Riding the wave of emotion

This was a highly emotional, confronting and exhausting period of my life. However, there was something else calling me, a voice that said: “Don’t die with the music still inside you.”

My marriage and recruitment career were done. It was time for something new. I had always been

I left my career with some key questions. I had always been fascinated by why people stayed in a job they hated for so long, and what was finally the tipping point that encouraged them to leave. I also had so many questions about what drove passion in people about their work, and what led to them having a meaningful career. A close friend of mine who had enrolled in an undergraduate degree in psychology opened my door to this new path, career, life and, I can say today, happiness and wellbeing. I found my passion.

Out on my own

The biggest moment in my life was deciding to take that first step into the unknown.

To push off from the security of the shore I knew and head through uncharted waters. It was not easy, and I know it was not easy for my ex-husband. I am pretty sure my ex-business partner was not happy either, but I just knew I had to start a new journey. I also learned that I could take all the experiences and skills I had learned with me. All the hurts from the past, including my childhood, turbulent teens, losing my 16-year-old brother to chroming, when I was only 18, some bad decisions around men in my 20s, followed by meeting my husband in my early 30s. Losing my dad aged only 69 due to mental illness, a year into my studies as a psychologist. The irony and frustration. All of it led me to realise what my potential was. And how much I wanted to help as many people as possible to reach theirs. To be the person and leader they can be.

One final change

In October 2018, I achieved my goal of becoming a registered psychologist.

I still pinch myself and wonder how I got there.

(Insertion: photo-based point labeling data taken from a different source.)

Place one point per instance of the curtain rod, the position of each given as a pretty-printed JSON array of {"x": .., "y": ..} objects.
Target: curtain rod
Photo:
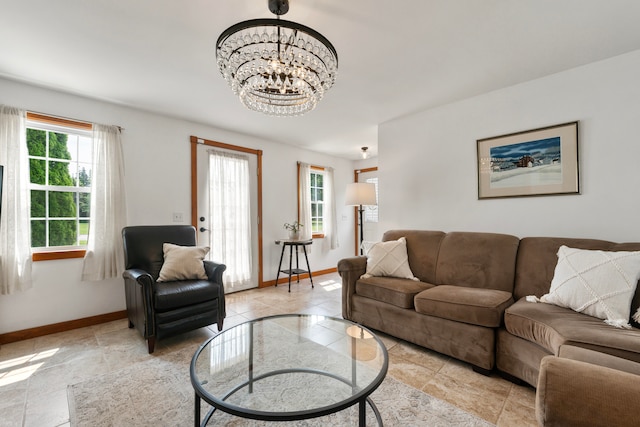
[{"x": 67, "y": 119}]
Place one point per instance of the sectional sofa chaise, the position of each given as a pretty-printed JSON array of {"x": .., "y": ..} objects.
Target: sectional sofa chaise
[{"x": 473, "y": 298}]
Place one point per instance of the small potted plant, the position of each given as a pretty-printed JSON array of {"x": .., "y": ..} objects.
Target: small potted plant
[{"x": 294, "y": 229}]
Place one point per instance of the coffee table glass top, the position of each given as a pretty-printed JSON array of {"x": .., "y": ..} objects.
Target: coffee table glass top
[{"x": 289, "y": 366}]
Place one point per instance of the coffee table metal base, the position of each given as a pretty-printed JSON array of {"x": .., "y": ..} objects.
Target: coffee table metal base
[{"x": 362, "y": 409}]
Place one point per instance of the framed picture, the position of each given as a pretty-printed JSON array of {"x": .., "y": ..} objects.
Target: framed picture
[{"x": 532, "y": 163}]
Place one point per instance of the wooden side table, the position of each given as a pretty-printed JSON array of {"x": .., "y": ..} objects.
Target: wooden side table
[{"x": 293, "y": 245}]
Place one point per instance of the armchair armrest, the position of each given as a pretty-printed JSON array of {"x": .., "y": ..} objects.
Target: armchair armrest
[
  {"x": 350, "y": 270},
  {"x": 140, "y": 282},
  {"x": 575, "y": 393},
  {"x": 214, "y": 273}
]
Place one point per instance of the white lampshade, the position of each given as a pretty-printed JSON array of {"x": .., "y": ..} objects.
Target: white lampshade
[{"x": 361, "y": 193}]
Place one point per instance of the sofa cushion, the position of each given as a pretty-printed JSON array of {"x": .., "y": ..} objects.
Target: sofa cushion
[
  {"x": 483, "y": 307},
  {"x": 598, "y": 283},
  {"x": 477, "y": 260},
  {"x": 399, "y": 292},
  {"x": 550, "y": 327}
]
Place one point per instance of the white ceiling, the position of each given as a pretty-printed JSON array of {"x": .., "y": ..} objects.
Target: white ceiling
[{"x": 396, "y": 57}]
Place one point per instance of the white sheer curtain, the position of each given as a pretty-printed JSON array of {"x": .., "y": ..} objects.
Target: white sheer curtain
[
  {"x": 230, "y": 210},
  {"x": 105, "y": 255},
  {"x": 15, "y": 235},
  {"x": 305, "y": 200},
  {"x": 331, "y": 223}
]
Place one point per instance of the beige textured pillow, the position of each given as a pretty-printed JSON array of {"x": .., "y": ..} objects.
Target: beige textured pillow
[
  {"x": 389, "y": 259},
  {"x": 182, "y": 262},
  {"x": 598, "y": 283}
]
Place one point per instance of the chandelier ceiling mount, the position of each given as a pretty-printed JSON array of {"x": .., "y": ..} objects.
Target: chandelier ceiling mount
[{"x": 277, "y": 67}]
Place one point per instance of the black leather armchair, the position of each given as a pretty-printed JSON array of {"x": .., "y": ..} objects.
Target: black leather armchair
[{"x": 161, "y": 309}]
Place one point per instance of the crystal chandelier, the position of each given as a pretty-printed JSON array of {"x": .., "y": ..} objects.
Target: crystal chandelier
[{"x": 277, "y": 67}]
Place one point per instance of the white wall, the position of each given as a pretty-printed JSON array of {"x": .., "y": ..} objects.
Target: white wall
[
  {"x": 427, "y": 161},
  {"x": 157, "y": 168}
]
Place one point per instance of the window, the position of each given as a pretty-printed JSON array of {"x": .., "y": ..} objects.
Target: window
[
  {"x": 317, "y": 202},
  {"x": 60, "y": 166}
]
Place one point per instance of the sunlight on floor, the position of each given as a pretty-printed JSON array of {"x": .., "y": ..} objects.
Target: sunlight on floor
[{"x": 14, "y": 370}]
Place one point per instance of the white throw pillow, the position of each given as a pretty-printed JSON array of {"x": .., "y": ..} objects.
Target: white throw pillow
[
  {"x": 389, "y": 259},
  {"x": 598, "y": 283},
  {"x": 182, "y": 262}
]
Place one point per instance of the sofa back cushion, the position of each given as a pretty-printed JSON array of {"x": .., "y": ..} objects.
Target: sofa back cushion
[
  {"x": 422, "y": 250},
  {"x": 538, "y": 256},
  {"x": 477, "y": 260}
]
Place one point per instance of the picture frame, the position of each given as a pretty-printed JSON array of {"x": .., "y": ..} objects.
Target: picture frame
[{"x": 536, "y": 162}]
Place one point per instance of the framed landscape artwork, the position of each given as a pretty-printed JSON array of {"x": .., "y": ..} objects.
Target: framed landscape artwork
[{"x": 532, "y": 163}]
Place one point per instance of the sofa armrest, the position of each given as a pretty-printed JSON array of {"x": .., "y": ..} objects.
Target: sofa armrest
[
  {"x": 574, "y": 393},
  {"x": 350, "y": 270}
]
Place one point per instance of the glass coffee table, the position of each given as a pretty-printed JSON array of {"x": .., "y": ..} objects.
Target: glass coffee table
[{"x": 289, "y": 367}]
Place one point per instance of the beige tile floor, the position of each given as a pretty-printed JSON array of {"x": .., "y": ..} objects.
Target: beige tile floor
[{"x": 34, "y": 373}]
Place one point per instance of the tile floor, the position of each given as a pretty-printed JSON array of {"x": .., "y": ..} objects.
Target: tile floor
[{"x": 34, "y": 373}]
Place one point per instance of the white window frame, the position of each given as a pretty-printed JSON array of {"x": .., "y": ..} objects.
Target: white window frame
[
  {"x": 74, "y": 129},
  {"x": 318, "y": 203}
]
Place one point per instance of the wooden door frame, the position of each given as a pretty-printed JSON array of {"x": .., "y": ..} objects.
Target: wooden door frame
[
  {"x": 356, "y": 241},
  {"x": 195, "y": 141}
]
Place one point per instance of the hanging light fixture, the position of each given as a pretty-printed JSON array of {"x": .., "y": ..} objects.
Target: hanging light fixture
[{"x": 277, "y": 67}]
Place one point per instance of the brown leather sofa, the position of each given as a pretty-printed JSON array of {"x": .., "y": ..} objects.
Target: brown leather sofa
[
  {"x": 469, "y": 302},
  {"x": 601, "y": 392}
]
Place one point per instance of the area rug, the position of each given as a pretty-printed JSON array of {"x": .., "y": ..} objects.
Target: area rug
[{"x": 158, "y": 392}]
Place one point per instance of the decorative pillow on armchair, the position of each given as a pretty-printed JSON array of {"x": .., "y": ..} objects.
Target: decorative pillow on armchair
[
  {"x": 389, "y": 259},
  {"x": 183, "y": 262},
  {"x": 598, "y": 283}
]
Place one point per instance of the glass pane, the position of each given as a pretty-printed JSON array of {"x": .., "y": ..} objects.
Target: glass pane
[
  {"x": 38, "y": 236},
  {"x": 84, "y": 232},
  {"x": 62, "y": 204},
  {"x": 84, "y": 174},
  {"x": 36, "y": 142},
  {"x": 84, "y": 205},
  {"x": 58, "y": 146},
  {"x": 38, "y": 209},
  {"x": 60, "y": 174},
  {"x": 62, "y": 232},
  {"x": 37, "y": 169}
]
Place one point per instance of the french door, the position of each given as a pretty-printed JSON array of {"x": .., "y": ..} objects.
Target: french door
[{"x": 228, "y": 210}]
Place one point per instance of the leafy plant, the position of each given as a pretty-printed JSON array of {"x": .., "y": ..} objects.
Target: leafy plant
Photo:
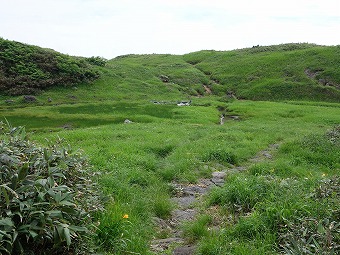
[{"x": 46, "y": 196}]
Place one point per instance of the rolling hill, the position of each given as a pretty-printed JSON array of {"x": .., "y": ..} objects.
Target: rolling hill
[{"x": 279, "y": 72}]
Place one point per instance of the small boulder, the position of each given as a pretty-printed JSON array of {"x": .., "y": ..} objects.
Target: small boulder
[
  {"x": 127, "y": 121},
  {"x": 164, "y": 78},
  {"x": 29, "y": 99}
]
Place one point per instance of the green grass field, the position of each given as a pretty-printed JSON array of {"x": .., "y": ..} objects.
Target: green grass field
[{"x": 280, "y": 205}]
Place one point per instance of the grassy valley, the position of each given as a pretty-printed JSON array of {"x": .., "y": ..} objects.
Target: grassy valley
[{"x": 278, "y": 147}]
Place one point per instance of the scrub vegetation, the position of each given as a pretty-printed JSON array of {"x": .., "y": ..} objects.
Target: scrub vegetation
[{"x": 283, "y": 97}]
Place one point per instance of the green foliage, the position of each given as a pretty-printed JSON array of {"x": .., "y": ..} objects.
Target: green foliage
[
  {"x": 278, "y": 72},
  {"x": 113, "y": 231},
  {"x": 26, "y": 69},
  {"x": 46, "y": 195},
  {"x": 242, "y": 193},
  {"x": 98, "y": 61},
  {"x": 221, "y": 156}
]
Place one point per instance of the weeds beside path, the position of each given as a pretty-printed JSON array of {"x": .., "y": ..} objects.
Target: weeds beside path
[{"x": 189, "y": 201}]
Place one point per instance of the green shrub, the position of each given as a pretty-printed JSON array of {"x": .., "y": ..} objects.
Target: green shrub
[{"x": 46, "y": 197}]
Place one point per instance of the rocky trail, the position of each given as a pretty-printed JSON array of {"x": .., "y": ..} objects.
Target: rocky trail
[{"x": 189, "y": 198}]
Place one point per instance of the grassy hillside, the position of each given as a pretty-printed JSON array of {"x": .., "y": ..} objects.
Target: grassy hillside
[
  {"x": 280, "y": 154},
  {"x": 288, "y": 71},
  {"x": 279, "y": 72},
  {"x": 27, "y": 69}
]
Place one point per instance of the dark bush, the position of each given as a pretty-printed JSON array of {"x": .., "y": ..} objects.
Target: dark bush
[{"x": 26, "y": 69}]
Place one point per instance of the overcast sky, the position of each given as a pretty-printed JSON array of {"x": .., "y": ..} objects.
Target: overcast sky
[{"x": 109, "y": 28}]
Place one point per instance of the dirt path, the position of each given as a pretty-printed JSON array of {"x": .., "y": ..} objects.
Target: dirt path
[{"x": 188, "y": 198}]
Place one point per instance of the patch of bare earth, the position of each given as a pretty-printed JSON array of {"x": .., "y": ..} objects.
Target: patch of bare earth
[{"x": 188, "y": 199}]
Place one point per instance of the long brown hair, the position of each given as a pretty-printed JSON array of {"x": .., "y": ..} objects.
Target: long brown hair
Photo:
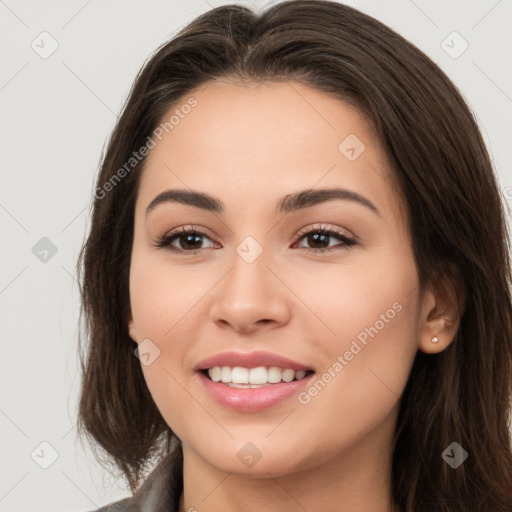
[{"x": 457, "y": 221}]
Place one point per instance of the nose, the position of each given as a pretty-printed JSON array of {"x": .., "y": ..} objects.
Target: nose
[{"x": 251, "y": 297}]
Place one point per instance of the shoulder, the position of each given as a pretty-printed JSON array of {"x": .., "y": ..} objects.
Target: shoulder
[
  {"x": 159, "y": 493},
  {"x": 117, "y": 506}
]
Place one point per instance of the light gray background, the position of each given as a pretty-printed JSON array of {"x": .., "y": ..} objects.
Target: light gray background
[{"x": 56, "y": 116}]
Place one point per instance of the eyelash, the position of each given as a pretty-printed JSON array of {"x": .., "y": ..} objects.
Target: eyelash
[{"x": 166, "y": 240}]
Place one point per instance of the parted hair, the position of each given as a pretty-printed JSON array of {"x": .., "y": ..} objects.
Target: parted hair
[{"x": 457, "y": 227}]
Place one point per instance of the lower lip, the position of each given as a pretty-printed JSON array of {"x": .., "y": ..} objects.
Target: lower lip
[{"x": 255, "y": 399}]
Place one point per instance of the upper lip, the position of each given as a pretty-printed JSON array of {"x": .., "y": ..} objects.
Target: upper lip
[{"x": 250, "y": 360}]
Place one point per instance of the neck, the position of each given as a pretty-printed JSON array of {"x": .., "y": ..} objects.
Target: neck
[{"x": 357, "y": 478}]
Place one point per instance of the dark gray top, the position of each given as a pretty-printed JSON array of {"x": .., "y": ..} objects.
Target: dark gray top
[{"x": 160, "y": 492}]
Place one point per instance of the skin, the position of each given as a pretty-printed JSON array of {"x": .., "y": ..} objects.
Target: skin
[{"x": 250, "y": 145}]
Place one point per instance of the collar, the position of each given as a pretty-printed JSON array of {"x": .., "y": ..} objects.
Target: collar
[{"x": 161, "y": 491}]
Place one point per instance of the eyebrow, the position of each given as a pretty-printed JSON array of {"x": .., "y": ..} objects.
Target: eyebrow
[{"x": 289, "y": 203}]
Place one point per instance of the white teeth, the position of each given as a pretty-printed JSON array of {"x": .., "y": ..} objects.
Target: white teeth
[
  {"x": 257, "y": 375},
  {"x": 216, "y": 373},
  {"x": 241, "y": 377}
]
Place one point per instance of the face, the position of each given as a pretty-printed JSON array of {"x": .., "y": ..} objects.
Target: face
[{"x": 321, "y": 284}]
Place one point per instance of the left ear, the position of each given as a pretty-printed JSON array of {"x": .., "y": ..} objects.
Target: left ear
[{"x": 442, "y": 310}]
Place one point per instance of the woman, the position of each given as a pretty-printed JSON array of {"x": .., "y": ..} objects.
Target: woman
[{"x": 296, "y": 283}]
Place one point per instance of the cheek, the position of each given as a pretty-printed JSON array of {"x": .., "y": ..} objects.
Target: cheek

A month later, on 13 November, I decided that alcohol had crept in as my strategy to manage the underlying anxiety and stress in my life. I also noticed that it didn’t always make me feel less anxious or reduce stress; in fact, it started to increase it. Given I was about to embark on a career helping leaders better manage their stress, I felt a bit of a phoney if I didn’t sort out my own backyard.

So I embarked on a 30-day experiment of no alcohol, which became 90 days, then I decided to make it a one-year experiment to see what life was like without it.

It has been almost three years of no drinking and I have not once regretted this decision.

I am the healthiest I have ever been, and my blood tests have proven this too. All other areas of my life have improved, some dramatically. For example, my relationship with my partner, clarity of thought, ability to ride anxious waves (and not drink to manage these), fitness, coaching and psychological skills, financial independence, plus plenty more.

My friends laugh at my new ‘Lindt-ball habit’, which I enjoy every evening after my meal.

Three or four Lindt balls is my reward for putting myself and my health first. The irony!